Марфа, грозная, большая Марфа, подбоченившись, строго смотрела сверху на Антипа. Сухой, маленький Антип стойко выдерживал ее взгляд,
– Ты папашу моего не трожь!.. Понял?
– Ага, понял,– кротко отвечал Антип.
– То-то.
– Шибко уж ты строгая, Марфынька. Нельзя так, милая: надсадишь сердечушко свое и помрешь.

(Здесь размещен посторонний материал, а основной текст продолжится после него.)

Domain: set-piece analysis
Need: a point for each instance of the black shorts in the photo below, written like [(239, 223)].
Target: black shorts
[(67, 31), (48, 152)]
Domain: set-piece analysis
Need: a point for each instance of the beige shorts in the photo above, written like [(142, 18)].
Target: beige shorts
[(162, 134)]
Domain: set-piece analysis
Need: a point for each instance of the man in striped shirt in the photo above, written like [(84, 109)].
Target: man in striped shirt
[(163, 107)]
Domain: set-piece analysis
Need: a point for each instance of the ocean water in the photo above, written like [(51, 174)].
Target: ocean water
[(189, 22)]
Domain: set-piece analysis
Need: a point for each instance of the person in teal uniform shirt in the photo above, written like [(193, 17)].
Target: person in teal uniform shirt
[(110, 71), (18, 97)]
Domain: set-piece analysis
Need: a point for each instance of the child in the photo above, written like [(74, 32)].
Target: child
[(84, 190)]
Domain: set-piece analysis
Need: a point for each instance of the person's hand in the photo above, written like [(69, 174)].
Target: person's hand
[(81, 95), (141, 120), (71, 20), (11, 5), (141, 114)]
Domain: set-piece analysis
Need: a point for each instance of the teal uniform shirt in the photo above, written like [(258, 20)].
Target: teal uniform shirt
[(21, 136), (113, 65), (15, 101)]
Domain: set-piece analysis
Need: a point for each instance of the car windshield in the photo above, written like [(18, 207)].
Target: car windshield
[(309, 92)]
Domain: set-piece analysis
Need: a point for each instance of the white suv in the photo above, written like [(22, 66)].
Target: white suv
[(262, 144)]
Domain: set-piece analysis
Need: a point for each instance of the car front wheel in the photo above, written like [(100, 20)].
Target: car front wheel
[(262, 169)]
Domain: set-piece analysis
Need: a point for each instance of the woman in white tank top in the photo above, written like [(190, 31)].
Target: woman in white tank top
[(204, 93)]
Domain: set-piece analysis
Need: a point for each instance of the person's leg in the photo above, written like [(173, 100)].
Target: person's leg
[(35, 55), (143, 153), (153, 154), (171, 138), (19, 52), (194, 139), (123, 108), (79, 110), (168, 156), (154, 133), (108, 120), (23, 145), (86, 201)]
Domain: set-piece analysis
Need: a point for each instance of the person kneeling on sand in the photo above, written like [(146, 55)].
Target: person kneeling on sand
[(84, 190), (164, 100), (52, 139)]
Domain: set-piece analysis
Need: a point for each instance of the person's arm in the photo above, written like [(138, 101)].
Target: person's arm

Марфа за сорок лет совместной жизни с Антипом так и не научилась понимать; когда он говорит серьезно, а когда шутит.
– Вопчем, шей.
– Шью, матушка, шью.
В доме Калачиковых жил неистребимый крепкий запах выделанной кожи, вара и дегтя. Дом был большой, светлый. Когда-то он оглашался детским смехом; потом, позже, бывали здесь и свадьбы, бывали и скорбные ночные часы нехорошей тишины, когда зеркало завешено и слабый свет восковой свечи – бледный и немощный – чуть-чуть высвечивает глубокую тайну смерти. Много всякого было. Антип Калачиков со своей могучей половиной вывел к жизни двенадцать человек детей. А всего было восемнадцать.

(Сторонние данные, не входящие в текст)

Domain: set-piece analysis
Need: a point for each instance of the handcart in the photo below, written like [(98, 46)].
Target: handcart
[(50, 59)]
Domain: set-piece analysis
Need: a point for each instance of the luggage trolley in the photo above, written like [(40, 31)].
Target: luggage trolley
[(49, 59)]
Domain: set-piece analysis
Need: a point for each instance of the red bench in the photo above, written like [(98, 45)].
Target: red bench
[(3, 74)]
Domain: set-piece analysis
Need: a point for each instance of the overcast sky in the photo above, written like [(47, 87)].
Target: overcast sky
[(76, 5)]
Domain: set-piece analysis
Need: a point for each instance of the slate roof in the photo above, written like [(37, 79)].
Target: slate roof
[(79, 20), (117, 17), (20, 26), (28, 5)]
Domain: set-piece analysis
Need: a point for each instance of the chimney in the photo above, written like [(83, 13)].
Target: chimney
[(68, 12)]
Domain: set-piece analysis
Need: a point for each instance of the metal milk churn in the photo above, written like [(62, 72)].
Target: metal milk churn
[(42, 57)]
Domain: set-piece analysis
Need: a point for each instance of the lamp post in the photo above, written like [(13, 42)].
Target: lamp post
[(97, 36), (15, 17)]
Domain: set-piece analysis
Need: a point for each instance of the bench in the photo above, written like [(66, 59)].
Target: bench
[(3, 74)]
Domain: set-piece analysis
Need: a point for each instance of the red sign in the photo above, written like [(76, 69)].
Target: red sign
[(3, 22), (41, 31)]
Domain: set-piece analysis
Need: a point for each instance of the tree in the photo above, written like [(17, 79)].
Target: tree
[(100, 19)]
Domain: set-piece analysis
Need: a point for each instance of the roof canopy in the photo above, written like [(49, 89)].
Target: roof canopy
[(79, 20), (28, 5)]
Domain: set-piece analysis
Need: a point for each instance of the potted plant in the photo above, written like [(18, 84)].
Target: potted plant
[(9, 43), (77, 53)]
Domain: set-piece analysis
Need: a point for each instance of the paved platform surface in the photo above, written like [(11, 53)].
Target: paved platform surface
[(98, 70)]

Облик дома менялся с годами, но всегда неизменно оставался рабочий уголок Антипа – справа от печки, за перегородкой. Там Антип шил сбруи, уздечки, седелки, делал хомуты. И там же, на стенке, висела его заветная балалайка. Это была страсть Антипа, это была его бессловесная глубокая любовь всей жизни – балалайка. Антип мог часами играть на ней, склонив набочок голову, и непонятно было: то ли она ему рассказывает что-то очень дорогое, давно забытое им, то ли он передает ей свои неторопливые стариковские думы. Он мог сидеть так целый день, и сидел бы, если бы не Марфа. Марфе действительно нужно было, чтобы он целыми днями только шил и шил: страсть как любила деньги, тряслась над копейкой. Она всю жизнь воевала с Антиповой балалайкой. Один раз дошло до того, что она в гневе кинула ее в огонь, в печку. Побледневший Антип смотрел, как она горит. Балалайка вспыхнула сразу, точно берестинка. Ее стало коробить… Трижды простонала она почти человеческим стоном – и умерла.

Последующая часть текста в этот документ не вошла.